In previous studies, the annual incidence of vertebral fractures was 11.8% after discontinuation of denosumab, rising to 16.0% after more than 2 years of treatment.4 Sequential zoledronate reduced first-year fracture risk 3% to 4% in RCTs and retrospective studies.5,6,8,9 Of the 76 patients in the DST trial, 3 experienced vertebral fracture in the first year. The reported risk factors for new vertebral fracture after denosumab discontinuation include prevalent vertebral fractures, parental history of hip fractures, hip BMD at the time of treatment, BTM levels, treatment duration of denosumab, off-treatment intervals, and sequential treatment choice.2,3,4,5,9,26 Notably, prevalent vertebral fractures were consistently identified as a common risk factor across all studies. In our study, all 3 participants with post–sequential therapy vertebral fractures were women with prevalent vertebral fractures; 2 had been receiving denosumab for 4 or more years before medication transition. Risk mitigation strategies include ensuring adherence, following denosumab with bisphosphonates, monitoring BTM levels, and providing supplementary injections as necessary.25,26,27 Curtis et al28 reported a substantial advantage of denosumab over alendronate. Patients who continued receiving denosumab for longer periods experienced greater reductions in fracture risk.28 The clinical data suggested that adherence to denosumab ranged from 45.4% to 71.9% at 2 years.22,29,30,31,32 Some patients may discontinue denosumab treatment for reasons other than poor adherence or persistence, such as the need for dental treatment, consequences of the COVID-19 pandemic, cost issues, and others.3,33 When medication transition from denosumab is expected or when long-term denosumab treatment may not be suitable, earlier medication transition with potent sequential therapy should be considered.6,8,9,25,34
Limitations
Our study had several limitations.

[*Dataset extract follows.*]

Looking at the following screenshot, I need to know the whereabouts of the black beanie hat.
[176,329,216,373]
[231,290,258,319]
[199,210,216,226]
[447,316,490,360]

First, we could not conduct a study using vertebral fractures as the primary end point due to the relatively small sample size. However, of the randomized clinical trials addressing bone loss after sequential therapy with zoledronate, our study had the largest sample size to date. Second, baseline serum levels of CTX in this trial were higher than those in previous RCTs.8,9 One reason is due to Taiwan’s health insurance regulations, which state that low bone density and major osteoporotic fractures must both be present to be eligible for coverage of antiresorptive agents23; otherwise, patients must pay out of pocket. As a result, osteoporosis treatment in Taiwan often begins at a later stage, with more severe disease status and potentially accompanied by multiple osteoporotic fractures. Third, we had few male participants, which reflected clinical conditions. Fourth, we were not able to evaluate the efficacy of zoledronate applied at different times after denosumab discontinuation, as done by Sølling et al.8 However, in that study, zoledronate administered 6 months after the last dose was considered the most attractive and effective option. Fifth, our sample size was estimated based on the highest number needed for a single primary outcome, which may be insufficient for 3 coprimary outcomes and could lead to potential type I error inflation when these outcomes are assessed simultaneously. Finally, all of our participants were Asian; therefore, further investigation is needed for generalizability of the findings.
Conclusions
In this randomized clinical trial, a significant decrease in LS-BMD was observed in the first year after sequential therapy with zoledronate compared with continuous denosumab treatment. No significant differences in TH-BMD or FN-BMD were observed. Subgroup and post hoc analyses both suggested that a longer duration of continuous denosumab treatment before sequential therapy (specifically ≥3 years) negatively affected the efficacy of zoledronate in preserving bone mass. Early sequential therapy with zoledronate before the sixth dose of denosumab had noninferior outcomes for LS-BMD compared with continuous denosumab treatment. Further randomized clinical trials and large-scale studies that investigate the strategies of sequential therapy after long-term denosumab treatment are needed.